Researchers from Samsung Labs have developed a way to create high-resolution avatars, or deepfakes, from a single still frame photo or even a painting.
The team calls it MegaPortraits and claims they are able to create avatars up to megapixel size from a single frame. According to the team, their breakthroughs tackled the problem that the driver’s image may look different than the animation source. For example, it is much harder to operate an effective deepfake of Angelina Jolie when the subject is a short-haired male.
HTML2_ The reason deepfakes featuring Tom Cruise were so successful was because they had an identical appearance to Cruise and could replicate his mannerisms. If the model was very different, it would be much more difficult to make a deepfake of Cruise.
This method appears to solve that problem and allows anyone to control realistic avatars even if they do not closely resemble the target.
“We propose a set of new neural architectures and training methods that can leverage both medium-resolution video data and high-resolution image data to achieve the desired levels of rendered image quality and generalization to novel views and motion,” the researchers state in their abstract.
“We demonstrate that the suggested architectures and methods can produce convincing, high-resolution neural avatars.
The system to create high-resolution avatars of humans is known as MegaPortraits or megapixel portraits. The researchers explain that the model is trained in two stages, but they have also proposed a third additional stage that allows it to work faster.
Our training system is fairly standard. We sample two random frames from our dataset at each step: the source frame and the driver frame.

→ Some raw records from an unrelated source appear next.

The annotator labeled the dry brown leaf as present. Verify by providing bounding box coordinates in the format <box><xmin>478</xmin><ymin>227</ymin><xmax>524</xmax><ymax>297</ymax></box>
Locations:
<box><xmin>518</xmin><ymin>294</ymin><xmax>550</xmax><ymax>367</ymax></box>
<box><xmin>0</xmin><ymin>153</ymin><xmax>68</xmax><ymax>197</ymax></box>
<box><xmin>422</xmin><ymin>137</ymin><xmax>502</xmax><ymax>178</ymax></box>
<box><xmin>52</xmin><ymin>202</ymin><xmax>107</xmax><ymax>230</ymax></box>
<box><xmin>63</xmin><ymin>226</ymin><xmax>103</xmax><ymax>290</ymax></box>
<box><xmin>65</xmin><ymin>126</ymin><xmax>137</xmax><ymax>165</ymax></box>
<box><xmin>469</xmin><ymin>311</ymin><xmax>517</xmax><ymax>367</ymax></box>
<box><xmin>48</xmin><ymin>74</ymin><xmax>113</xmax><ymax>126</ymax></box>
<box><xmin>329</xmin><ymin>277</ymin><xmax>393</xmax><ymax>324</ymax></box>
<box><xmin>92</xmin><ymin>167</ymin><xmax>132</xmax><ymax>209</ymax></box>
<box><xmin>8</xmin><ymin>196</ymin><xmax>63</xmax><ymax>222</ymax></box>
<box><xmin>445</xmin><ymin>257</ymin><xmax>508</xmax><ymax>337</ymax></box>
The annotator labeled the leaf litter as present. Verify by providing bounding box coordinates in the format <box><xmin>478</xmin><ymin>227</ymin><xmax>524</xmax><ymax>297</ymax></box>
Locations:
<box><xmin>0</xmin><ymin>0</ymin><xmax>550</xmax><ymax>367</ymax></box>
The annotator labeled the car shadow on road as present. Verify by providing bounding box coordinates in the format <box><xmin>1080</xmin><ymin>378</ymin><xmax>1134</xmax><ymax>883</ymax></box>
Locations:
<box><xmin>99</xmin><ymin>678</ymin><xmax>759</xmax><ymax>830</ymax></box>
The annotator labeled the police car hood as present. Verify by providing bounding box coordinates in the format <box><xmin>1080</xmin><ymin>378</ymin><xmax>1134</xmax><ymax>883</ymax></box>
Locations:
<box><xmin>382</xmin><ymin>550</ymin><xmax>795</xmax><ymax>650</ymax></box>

The team explained that the model overlays the driver frame’s motion (i.e. the facial expression and head position) on the output frame in order to create an image.
The main learning signal comes from training episodes in which the driver and source frames are from the same video. Therefore, our model is trained to predict the driver frame .”
Perhaps even more remarkable, this team managed to compress the system into a model that runs in real time.
“We show how a trained high-resolution neural avatar model can be distilled into a lightweight student model which runs in real-time and locks the identities of neural avatars to several dozens of pre-defined source images,” the researchers continue. The program’s effectiveness is demonstrated by the multiple above results. The full project titled MegaPortraits: One-shot Megapixel Neural Head Avatars has been published as a scientific paper.